La parte triste, muy triste; silenciosos vestidos enteramente de negro, según la costumbre de aquellos años, permanecen en un rincón los familiares de los tripulantes desaparecidos. Su esperanza fue más fuerte que todo y llegaron hasta el Puerto en la duda que las informaciones sean equivocadas y que “EL” regresara para estrecharlo en sus brazos. Son las 23:00 horas y no queda nadie en el Puerto. Un Oficial comunica a los dolientes que todos habían desembarcado. Y aquellas palabras son como una pesada lapida puesta sobre las almas que aún tenían esperanza. 

CONCLUSIONES

A la luz del tema desarrollado se pueden sintetizar las siguientes conclusiones:

El B/M “Montevideo” zarpó de Montevideo rumbo a New York (Estados Unidos) en un viaje peligroso. Si bien Uruguay había roto relaciones con los países del Eje (Alemania, Italia y Japón ); permanecía neutral en el conflicto mundial. Confiando en que se cumpliría las normas internacionales, suscritas por Alemania, las que prohibían el ataque a barcos mercantes de naciones no beligerantes; pero el buque uruguayo iba a un Puerto de un País que estaba en guerra con Alemania.

El Comandante del buque Capitán de Fragata José Rodríguez Varela comunicó desde las Islas Vírgenes (donde el buque se encontraba atracado a muros) a Uruguay el peligro inminente de un ataque submarino a su buque si se hacia a la mar, pero no recibió respuesta en el día y hora fijada por el mensaje enviado a nuestro país. En la soledad del mando decidió zarpar de Saint Thomas (Islas Vírgenes) y cumplir su cometido de entregar su carga en New York con  la secreta esperanza de no ser atacado navegando en solitario.

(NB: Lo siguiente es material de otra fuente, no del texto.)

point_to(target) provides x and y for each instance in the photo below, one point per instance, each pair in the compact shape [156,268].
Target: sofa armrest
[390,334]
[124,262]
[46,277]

En el hundimiento del buque el 08 de Mayo de 1942, por un submarino alemán, demostró que hombres entre 19 y 46 años tuvieron un comportamiento excelente que de haber ocurrido lo contrario hubiera implicado una tragedia mayor que la ocurrida ya que sólo se ahogaron los tripulantes que fallecieron por el impacto del torpedo o por las consecuencias del mismo, a excepción del Tercer Oficial Piloto Mercante Ernesto Michaelsson que después de ayudar, con su linterna en la oscuridad de la noche a los náufragos, prefirió hundirse con su barco.

El espíritu de unión  que ligó a todos los tripulantes durante años posteriores a  la Guerra, el orgullo por haber pertenecido a esa Dotación e identificando como héroes a los que cayeron nos hace necesario saber más y conocer a estas trascendentes acciones humanas que seguramente no hacen sólo a una región o un país, sino al misterio del alma  y del corazón. 

BIBLIOGRAFÍA

Ø  Armada Nacional. Estudio Histórico  Biográfico: 1977. Teniente de Navío (R) Homero Martínez Montero. Club Naval, Montevideo, Uruguay.

Ø  Precursores del Uruguay Marítimo: 1993. Publicado por la Liga Marítima Uruguaya. Montevideo. Uruguay.

Ø  Revista Naval: 2000. Club Naval, Montevideo, Uruguay.

Ø  El “Montevideo” Víctima de los piratas nazis. 1942. Editorial “Noticias”, Montevideo,  Uruguay.